The doctrine of primary assumption of risk provides that a voluntary participant in a sporting or recreational activity “consents to those commonly appreciated risks which are inherent in and arise out of the nature of the sport generally and flow from such participation” (Morgan v State of New York, 90 NY2d 471, 484 [1997]). This includes those risks associated with the construction of the playing surface and any open and obvious condition on it (see Ziegelmeyer v United States Olympic Comm., 7 NY3d 893 [2006]; Sykes v County of Erie, 94 NY2d 912 [2000]; Maddox v City of New York, 66 NY2d 270 [1985]; Welch v Board of Educ. of City of N.Y., 272 AD2d 469 [2000]). “If the risks are . . . perfectly obvious to the player, he or she has consented to them and the property owner has discharged its duty of care by making the conditions as safe as they appear to be” (Brown v City of New York, 69 AD3d 893, 893 [2010]; see Turcotte v Fell, 68 NY2d 432 [1986]; Morales v Coram Materials Corp., 64 AD3d 756 [2009]). Nor is it “necessary to the application of assumption of risk that the injured plaintiff have foreseen the exact manner in which his or her injury occurred, so long as he or she is aware of the potential for injury of the mechanism from which the injury results” (Maddox v City of New York, 66 NY2d at 278).
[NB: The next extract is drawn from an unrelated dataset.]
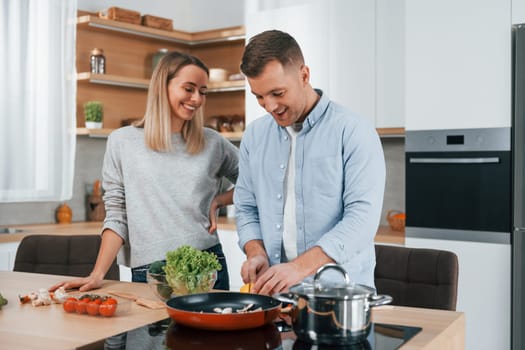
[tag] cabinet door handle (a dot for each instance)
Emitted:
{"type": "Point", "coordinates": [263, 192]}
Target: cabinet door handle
{"type": "Point", "coordinates": [487, 160]}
*744The defendant established, prima facie, its entitlement to judgment as a matter of law by establishing that the plaintiff assumed the risk by voluntarily playing tennis on the subject court despite his awareness of the condition of the net (see Bendig v Bethpage Union Free School Dist., 74 AD3d 1263, 1264 [2010]; Sammut v City of New York, 37 AD 3d 811, 812 [2007]; cf. Cronson v Town of N. Hempstead, 245 AD2d 331 [1997]). In opposition, the plaintiff failed to raise a triable issue of fact. The allegedly dangerous condition in this case was not a “faulty safety feature[ ]” (Cevetillo v Town of Mount Pleasant, 262 AD2d 517, 518 [1999]; cf. Siegel v City of New York, 90 NY2d 471, 488 [1997]). Rather, the center net constituted a feature which was “directly used in playing outdoor tennis” (Cevetillo v Town of Mount Pleasant, 262 AD2d at 518; see Trevett v City of Little Falls, 6 NY3d 884, 885 [2006]; Joseph v New York Racing Assn., 28 AD3d 105, 111-112 [2006]). Accordingly, the Supreme Court should have granted the defendant’s motion for summary judgment dismissing the complaint. Dillon, J.E, Florio, Chambers and Miller, JJ., concur.